Thursday, May 11, 2006

Congressional Ethics Reforms Need Some Reforming Themselves

Well folks, it is another day and with another day brings about another article scathing John Boehner and the Republicans for their poor job on ethics:

Registered lobbyists will now be required to file quarterly reports on their activities, and the reports will be subject to random scrutiny by House auditors. And the bill caps donations to political groups known as 527s, which heavily favored Democrats in the last election cycle.

How this would have prevented Jack Abramoff’s lobbying excesses, or Rep. Tom DeLay’s formers aides from selling access, or Rep. Duke Cunningham from accepting bribes, is not at all clear.

A popular perk, privately funded travel for lawmakers, remains, although it must be cleared with the House ethics committee until June 15 when the committee is to come up with permanent rules on travel.
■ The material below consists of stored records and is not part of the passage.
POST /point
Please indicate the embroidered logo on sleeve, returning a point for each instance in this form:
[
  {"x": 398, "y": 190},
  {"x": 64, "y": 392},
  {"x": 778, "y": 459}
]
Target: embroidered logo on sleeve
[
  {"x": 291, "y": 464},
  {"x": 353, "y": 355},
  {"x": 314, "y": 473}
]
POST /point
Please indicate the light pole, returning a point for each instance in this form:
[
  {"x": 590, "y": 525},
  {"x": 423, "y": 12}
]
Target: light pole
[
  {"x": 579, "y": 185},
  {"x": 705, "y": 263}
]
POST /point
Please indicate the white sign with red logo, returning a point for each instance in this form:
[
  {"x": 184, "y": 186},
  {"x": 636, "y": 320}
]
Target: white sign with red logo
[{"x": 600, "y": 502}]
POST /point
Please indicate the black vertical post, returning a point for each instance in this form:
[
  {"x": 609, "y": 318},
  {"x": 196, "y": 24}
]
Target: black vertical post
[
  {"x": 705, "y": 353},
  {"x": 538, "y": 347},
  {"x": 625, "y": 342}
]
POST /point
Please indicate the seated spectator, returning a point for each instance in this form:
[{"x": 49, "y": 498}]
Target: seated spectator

Lobbyists are barred from flying on the same corporate jet as a lawmaker, although presumably other company officials will be aboard.

The bill requires ethics training for congressional staff while the members, from whom staffers take their cues, are not required but only encouraged to take the training.

One positive step requires all earmarks — lawmakers’ individual pork projects — to be identified along with the sponsor’s name on all spending bills. The measure would be stronger if it applied to earmarks in all legislation, and if members could do more than just raise a point of order against nameless earmarks emerging from a House-Senate conference, the source of so much legislative mischief.

The Senate also has an ethics bill, but with some differences from the House version. It bans all gifts and meals from lobbyists; the House imposes a $50 limit. A House-Senate conference will iron out the differences between the two, giving the lawmakers another chance to distance themselves from the bold promises of reform they made in January.


Seems like they would get the message, wouldn't it?

Note: Congressman Harold Ford Jr. voted against this poor excuse for an ethics bill.